By not focusing significant efforts on stemming the threat of cyberattacks, the SEC penalizes companies that are actually doing the right things. The SEC is failing to motivate companies to spend adequately to protect their data systems and their customers’ data by not insisting that all companies follow the NIST guidelines rigorously.  They are giving the message that it’s not an important issue in today’s business, when in fact we all know it is one of the most important, if not most important issue facing companies today.

Why isn’t the SEC being more aggressive? Perhaps they are fainthearted because of their own cyber liability. In September, the agency announced that “software vulnerability” in EDGAR, the public-company filing system, had enabled illegal trading advantages for some period of time.

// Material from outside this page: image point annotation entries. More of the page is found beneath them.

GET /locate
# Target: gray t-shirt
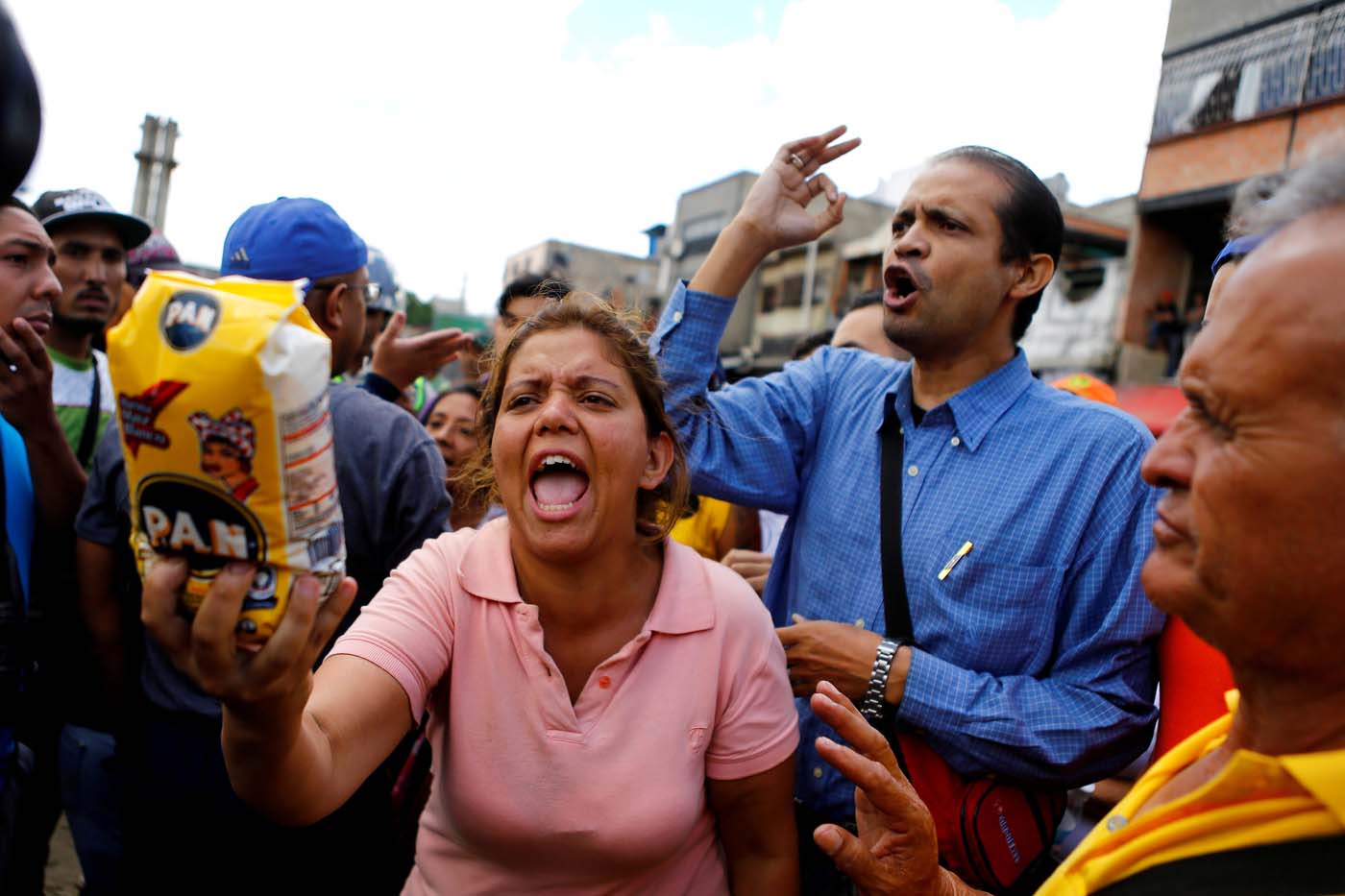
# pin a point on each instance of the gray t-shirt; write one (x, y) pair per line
(390, 476)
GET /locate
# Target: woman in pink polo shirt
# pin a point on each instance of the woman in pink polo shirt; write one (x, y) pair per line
(608, 711)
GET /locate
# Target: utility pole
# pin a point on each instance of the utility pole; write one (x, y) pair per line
(158, 138)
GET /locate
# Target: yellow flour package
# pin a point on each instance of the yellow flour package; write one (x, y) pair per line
(222, 406)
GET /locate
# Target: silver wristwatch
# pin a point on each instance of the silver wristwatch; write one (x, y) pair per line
(874, 698)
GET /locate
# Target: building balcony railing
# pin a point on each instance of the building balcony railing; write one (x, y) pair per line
(1281, 64)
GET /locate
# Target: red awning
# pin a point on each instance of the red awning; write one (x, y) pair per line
(1156, 406)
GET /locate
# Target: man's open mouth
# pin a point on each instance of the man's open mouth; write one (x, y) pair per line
(557, 483)
(901, 281)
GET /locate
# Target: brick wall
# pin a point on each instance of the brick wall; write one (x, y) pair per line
(1216, 157)
(1161, 262)
(1322, 127)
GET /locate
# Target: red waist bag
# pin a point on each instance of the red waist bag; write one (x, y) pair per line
(992, 833)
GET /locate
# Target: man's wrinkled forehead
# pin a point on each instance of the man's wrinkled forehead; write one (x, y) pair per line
(93, 233)
(1284, 304)
(954, 186)
(17, 225)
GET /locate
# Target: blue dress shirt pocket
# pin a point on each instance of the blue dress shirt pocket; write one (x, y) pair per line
(1005, 613)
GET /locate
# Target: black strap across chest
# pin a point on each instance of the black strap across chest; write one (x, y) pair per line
(894, 601)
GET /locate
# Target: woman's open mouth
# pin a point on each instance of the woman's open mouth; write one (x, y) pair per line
(557, 485)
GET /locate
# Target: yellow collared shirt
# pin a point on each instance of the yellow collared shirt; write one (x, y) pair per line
(1253, 801)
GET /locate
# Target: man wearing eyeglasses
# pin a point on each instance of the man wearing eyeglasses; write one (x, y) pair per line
(184, 817)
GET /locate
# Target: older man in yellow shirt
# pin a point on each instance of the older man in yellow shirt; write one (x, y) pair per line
(1250, 552)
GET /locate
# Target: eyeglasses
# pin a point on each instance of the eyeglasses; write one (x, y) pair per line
(369, 291)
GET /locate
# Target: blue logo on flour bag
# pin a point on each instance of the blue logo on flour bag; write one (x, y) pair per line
(188, 319)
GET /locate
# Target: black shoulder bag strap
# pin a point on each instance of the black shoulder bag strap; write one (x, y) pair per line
(894, 601)
(90, 429)
(1293, 868)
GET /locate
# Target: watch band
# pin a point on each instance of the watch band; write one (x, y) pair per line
(874, 698)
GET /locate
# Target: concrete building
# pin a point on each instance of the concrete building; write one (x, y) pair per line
(624, 280)
(787, 298)
(701, 214)
(1247, 87)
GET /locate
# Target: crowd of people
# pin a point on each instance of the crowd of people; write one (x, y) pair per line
(614, 624)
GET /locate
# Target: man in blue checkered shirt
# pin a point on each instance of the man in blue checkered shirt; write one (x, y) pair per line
(1024, 520)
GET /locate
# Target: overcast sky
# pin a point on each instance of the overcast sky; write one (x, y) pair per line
(451, 134)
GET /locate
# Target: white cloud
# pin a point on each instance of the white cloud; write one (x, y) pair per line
(453, 133)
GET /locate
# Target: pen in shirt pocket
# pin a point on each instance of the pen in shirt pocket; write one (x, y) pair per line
(955, 560)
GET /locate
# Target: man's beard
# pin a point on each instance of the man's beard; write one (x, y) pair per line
(77, 326)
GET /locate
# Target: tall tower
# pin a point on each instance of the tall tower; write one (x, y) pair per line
(157, 164)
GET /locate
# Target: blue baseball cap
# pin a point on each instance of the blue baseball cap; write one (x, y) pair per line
(289, 240)
(1237, 249)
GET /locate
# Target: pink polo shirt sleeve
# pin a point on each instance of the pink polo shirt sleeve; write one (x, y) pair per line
(407, 628)
(757, 725)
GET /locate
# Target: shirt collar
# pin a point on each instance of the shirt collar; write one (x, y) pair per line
(1320, 774)
(978, 406)
(683, 603)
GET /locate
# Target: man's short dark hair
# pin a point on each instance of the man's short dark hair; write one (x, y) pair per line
(531, 287)
(1029, 218)
(864, 301)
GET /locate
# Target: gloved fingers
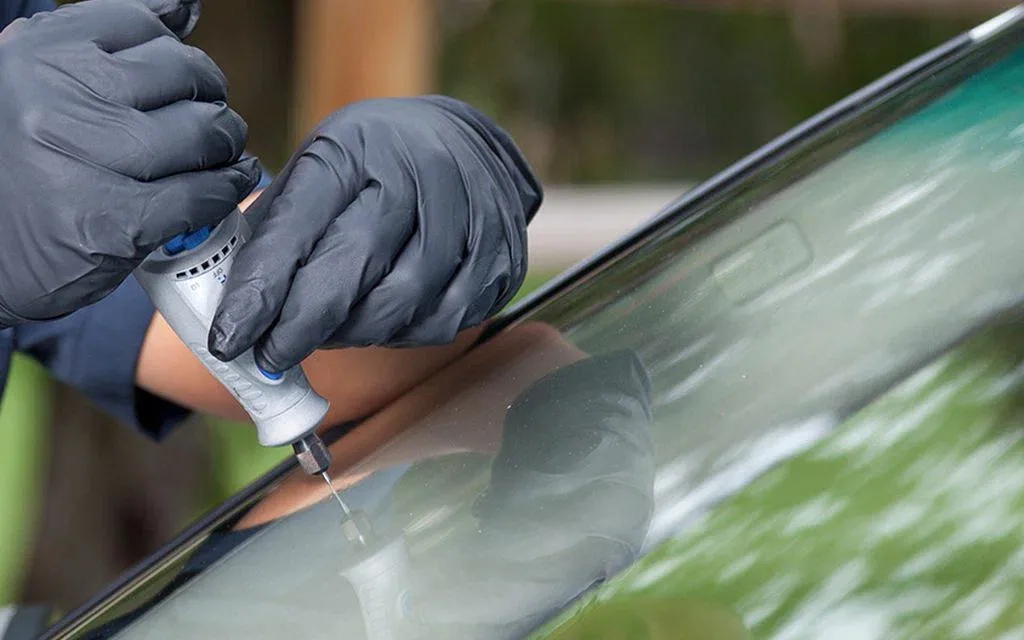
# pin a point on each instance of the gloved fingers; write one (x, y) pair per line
(189, 201)
(467, 300)
(150, 145)
(420, 273)
(159, 73)
(111, 25)
(179, 15)
(288, 222)
(351, 259)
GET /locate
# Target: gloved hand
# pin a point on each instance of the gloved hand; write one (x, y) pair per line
(116, 138)
(398, 222)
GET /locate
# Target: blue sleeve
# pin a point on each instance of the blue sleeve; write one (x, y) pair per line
(96, 350)
(13, 9)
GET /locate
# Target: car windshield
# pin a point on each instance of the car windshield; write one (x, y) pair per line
(645, 397)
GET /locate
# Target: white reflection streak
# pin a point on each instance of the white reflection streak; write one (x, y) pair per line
(771, 449)
(899, 200)
(779, 294)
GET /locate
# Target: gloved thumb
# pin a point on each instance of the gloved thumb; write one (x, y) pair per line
(178, 15)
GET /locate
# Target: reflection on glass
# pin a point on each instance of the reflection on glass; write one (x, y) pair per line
(550, 453)
(904, 523)
(650, 400)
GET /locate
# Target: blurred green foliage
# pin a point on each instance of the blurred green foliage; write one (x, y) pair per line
(599, 92)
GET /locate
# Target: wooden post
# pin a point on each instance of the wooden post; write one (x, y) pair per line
(348, 50)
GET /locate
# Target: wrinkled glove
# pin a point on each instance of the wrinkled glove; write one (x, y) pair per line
(116, 138)
(398, 222)
(570, 499)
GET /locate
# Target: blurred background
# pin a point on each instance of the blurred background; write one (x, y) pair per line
(620, 104)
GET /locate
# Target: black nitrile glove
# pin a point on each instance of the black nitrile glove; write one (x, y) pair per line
(115, 138)
(570, 499)
(398, 222)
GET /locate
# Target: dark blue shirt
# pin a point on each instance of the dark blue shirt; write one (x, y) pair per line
(96, 348)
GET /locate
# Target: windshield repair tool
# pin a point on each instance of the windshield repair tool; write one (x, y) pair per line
(185, 281)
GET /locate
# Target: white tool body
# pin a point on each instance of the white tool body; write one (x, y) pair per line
(185, 281)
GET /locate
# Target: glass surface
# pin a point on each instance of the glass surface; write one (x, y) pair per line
(619, 416)
(907, 522)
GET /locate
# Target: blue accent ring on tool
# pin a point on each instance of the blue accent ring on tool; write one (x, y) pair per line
(187, 242)
(269, 375)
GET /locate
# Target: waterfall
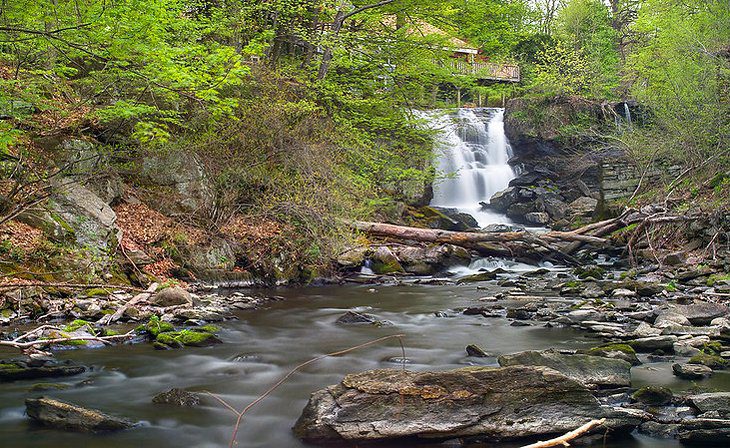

This is particularly embarrassing given that an academic study back in 2014 revealed that “stock prices were moving about 30 seconds prior to public filings being made available on the SEC’s [EDGAR] website.” That disclosure alone should have prompted significant remedial action by the SEC.

Whatever the underlying reasons for the SEC’s apathy, motivating responsible conduct by boards and management is a long overdue step toward restoring public trust. While board governance of cyber risk gets broad lip service, massive breaches like Equifax and Yahoo illustrate that the lack of economic and regulatory pressure continues to allow organizations to avoid choosing to devote adequate resources to Warren Buffett’s  “number one problem with mankind.”